Dass dem Fußballwunder ein Integrationswunder folgt, erwartet kaum jemand. Die Franzosen haben dazugelernt. 1998 hatten sie von ihren WM-Siegern einen landesweiten Integrationsschub erhofft. Es kam anders. Bei den Präsidentschaftswahlen 2002 eroberte der fremdenfeindliche Jean-Marie Le Pen Platz zwei. Drei Jahre später brannten Frankreichs Vorstädte. Die Weißen, die alteingesessenen Franzosen, wollten den Vorstadtkids nicht in mannschaftlichem Geiste das Tor zum gesellschaftlichen Aufstieg öffnen.

Aber auch wenn die Blauen keine Zeitenwende herbeiführen dürften, Zeichen gesetzt haben sie sehr wohl. Seit jenem 1998 errungenen ersten Weltmeistertitel haben sich die Franzosen nicht mehr so einig gezeigt wie bei den am Sonntagabend ausgebrochenen Jubelfeiern. Zurück bleibt die Gewissheit, dass die ethnisch und religiös auseinanderdriftende Nation die Reihen schließen kann, wenn sie nur will, und dass alle dabei gewinnen können. Zurück bleibt, wie der Philosoph Roger-Pol Droit herausstreicht, ein gewachsenes Selbstwertgefühl.
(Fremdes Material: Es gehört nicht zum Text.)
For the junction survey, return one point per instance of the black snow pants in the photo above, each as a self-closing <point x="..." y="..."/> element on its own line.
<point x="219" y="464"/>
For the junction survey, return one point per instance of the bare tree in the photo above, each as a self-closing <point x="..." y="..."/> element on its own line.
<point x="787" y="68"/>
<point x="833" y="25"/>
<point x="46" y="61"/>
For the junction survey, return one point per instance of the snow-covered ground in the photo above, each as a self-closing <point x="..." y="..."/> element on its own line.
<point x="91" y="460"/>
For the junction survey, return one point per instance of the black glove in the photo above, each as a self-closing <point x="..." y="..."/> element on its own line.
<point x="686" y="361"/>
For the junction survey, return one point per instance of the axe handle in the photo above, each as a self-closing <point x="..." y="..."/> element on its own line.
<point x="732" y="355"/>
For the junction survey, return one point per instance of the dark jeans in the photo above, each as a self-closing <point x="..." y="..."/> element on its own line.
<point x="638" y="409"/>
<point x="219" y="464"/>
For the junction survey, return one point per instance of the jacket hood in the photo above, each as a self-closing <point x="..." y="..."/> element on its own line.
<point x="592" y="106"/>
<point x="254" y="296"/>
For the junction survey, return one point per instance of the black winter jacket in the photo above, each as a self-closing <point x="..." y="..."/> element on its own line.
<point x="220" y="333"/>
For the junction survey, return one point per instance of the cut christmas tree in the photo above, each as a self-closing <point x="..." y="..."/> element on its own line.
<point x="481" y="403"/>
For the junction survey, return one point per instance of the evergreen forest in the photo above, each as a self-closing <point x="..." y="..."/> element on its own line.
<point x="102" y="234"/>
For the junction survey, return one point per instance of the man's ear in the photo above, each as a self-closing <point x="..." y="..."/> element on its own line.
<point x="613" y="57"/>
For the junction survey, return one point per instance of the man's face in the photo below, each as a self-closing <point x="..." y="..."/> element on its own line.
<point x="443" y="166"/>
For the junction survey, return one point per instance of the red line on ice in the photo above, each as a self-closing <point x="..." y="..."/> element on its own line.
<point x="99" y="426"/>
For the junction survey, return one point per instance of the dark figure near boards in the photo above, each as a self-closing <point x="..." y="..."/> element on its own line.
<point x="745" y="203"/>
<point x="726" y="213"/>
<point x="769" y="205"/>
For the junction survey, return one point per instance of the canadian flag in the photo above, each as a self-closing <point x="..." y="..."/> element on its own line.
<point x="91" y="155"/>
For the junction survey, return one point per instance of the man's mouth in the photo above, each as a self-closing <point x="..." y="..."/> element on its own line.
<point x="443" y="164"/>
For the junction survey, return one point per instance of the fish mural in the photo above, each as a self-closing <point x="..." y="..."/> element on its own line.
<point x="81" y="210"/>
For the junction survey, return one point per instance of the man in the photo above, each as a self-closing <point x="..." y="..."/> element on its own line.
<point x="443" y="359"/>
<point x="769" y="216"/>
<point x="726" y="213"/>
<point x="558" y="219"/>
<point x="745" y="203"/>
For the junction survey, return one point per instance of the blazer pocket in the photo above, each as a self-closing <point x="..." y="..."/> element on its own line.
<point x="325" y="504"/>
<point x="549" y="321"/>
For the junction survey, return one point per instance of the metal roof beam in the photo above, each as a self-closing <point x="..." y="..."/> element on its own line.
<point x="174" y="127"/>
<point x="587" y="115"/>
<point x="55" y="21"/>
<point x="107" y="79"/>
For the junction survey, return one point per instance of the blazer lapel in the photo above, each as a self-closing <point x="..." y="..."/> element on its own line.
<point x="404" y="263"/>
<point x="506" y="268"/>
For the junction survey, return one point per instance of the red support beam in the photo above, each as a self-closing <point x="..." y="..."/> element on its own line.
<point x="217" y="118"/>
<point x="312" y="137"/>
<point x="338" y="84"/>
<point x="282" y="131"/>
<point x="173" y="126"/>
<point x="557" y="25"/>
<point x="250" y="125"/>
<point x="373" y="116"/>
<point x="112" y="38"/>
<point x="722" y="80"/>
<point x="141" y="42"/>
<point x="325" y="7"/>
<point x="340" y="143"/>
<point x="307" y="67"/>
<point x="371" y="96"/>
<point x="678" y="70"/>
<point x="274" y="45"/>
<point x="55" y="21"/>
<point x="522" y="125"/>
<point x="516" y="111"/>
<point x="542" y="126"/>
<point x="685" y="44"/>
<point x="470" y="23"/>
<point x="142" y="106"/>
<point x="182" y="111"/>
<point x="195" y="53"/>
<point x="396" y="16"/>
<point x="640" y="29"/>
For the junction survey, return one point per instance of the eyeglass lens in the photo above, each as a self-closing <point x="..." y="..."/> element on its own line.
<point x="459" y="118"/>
Gewiss, die Terroranschläge hatten die Gesellschaft auch zusammengeschweißt. Alle oder fast alle Franzosen waren Anfang 2015 Charlie gewesen. Aber in Trotz und Trauer haben die Franzosen die Reihen geschlossen, nicht in Freude und Glück. Und vor allem: Anders als nach dem WM-Triumph waren die Nachfahren afrikanischer und arabischer Einwanderer nicht die Helden der Nation, im Gegenteil. Als potenzielle Islamisten gerieten sie nach den Anschlägen noch mehr in Verruf.

Diesmal zollt die Nation ihren Vorstadtkids Beifall, ein paar zumindest. Gestern drängten mehr als eine halbe Million Menschen auf die Champs-Élysées. Sie feierten Kylian Mbappé, aufgewachsen in der Pariser Vorstadt, Sohn eines Kameruners. Sie jubelten N'Golo Kanté zu, der aus Mali stammt. Diese Bilder graben sich in das kollektive Gedächtnis ein und machen Mut. Das immerhin.